Was hatte er sich dabei eigentlich gedacht? Nur, dass er sie aus seinem Zimmer heraushaben wollte? Dass er sie nur erschrecken wollte? Oder war seine Wut die ganze Zeit doch mörderisch gewesen?
Absicht oder nicht, vielleicht spielte es keine Rolle. Sie war tot. Es war alles vorbei.
»Es ist nicht deine Schuld, Marissia. Es ist meine Schuld. Du warst eine gute Dienerin, eine gute Gesellschafterin, eine gute Freundin. Ich möchte, dass du jetzt gehst, damit du nicht mit in den Strudel meines Untergangs gerissen wirst.«
Ihre Augenbrauen zogen sich entsetzt zusammen. »Herr, Ihr seid ein guter Mann. Bitte lasst mich nicht …«
Er schnaubte. »Ein guter Mann hätte dich schon vor langer Zeit freigelassen.

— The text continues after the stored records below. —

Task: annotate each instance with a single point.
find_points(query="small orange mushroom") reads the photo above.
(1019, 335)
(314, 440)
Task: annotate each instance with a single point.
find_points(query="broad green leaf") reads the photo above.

Ich hatte Angst davor, wie du deine Freiheit wohl gebrauchen würdest, und so habe ich sie dir vorenthalten. Ich bin ein gemeiner Mensch mit einem schlechten Charakter. Der Meister, der die Wahl, die seine Leute treffen könnten, so sehr fürchtet, dass er ihnen jede Wahl nimmt, ist es nicht wert, dass man ihm dient. Du hast mir ungeachtet meiner Unzulänglichkeiten gut gedient. Danke, Marissia. Bring bitte diese beiden Umhänge in meinen Geheimraum hinunter. Und dann geh. Ich komme vielleicht nicht allein nach oben. Vielleicht komme ich gar nicht, und stattdessen kommt jemand anders. Du solltest nicht hier sein, wenn das passiert.«
Sie hob die Hände in die Höhe, ausnahmsweise einmal völlig hilflos. »Herr«, sagte sie traurig.
Er öffnete den Schrank und wandelte das Brett für seine Füße – diesmal aus gelbem Luxin, da er kein Blau mehr wandeln konnte.
»Sag Kip, dass es mir leidtut. Sag Karris … nein, ich nehme an, das kannst du nicht. Leb wohl, Marissia.« Er ging in den Schrank und schloss die Tür hinter sich.
Er hörte sie weinen, sobald die Tür zugefallen war, auch wenn sie versuchte, es zurückzuhalten.
Gavin schob den Boden auf, fand das Seil und befestigte das Brett daran. In Sekundenschnelle schoss er in der Finsternis nach unten.
Als er den Boden des Schachts erreicht hatte, tastete er im Dunkeln um sich, bis er die Luxin-Fackeln gefunden hatte, und zog eine aus der Wand. Er hatte sie zuvor nicht verwenden können, da er nicht gewollt hatte, dass gelbes Licht in eine der Zellen seines Bruders fiel. Jetzt, wo Dazen in der gelben Zelle war, spielte es keine Rolle mehr.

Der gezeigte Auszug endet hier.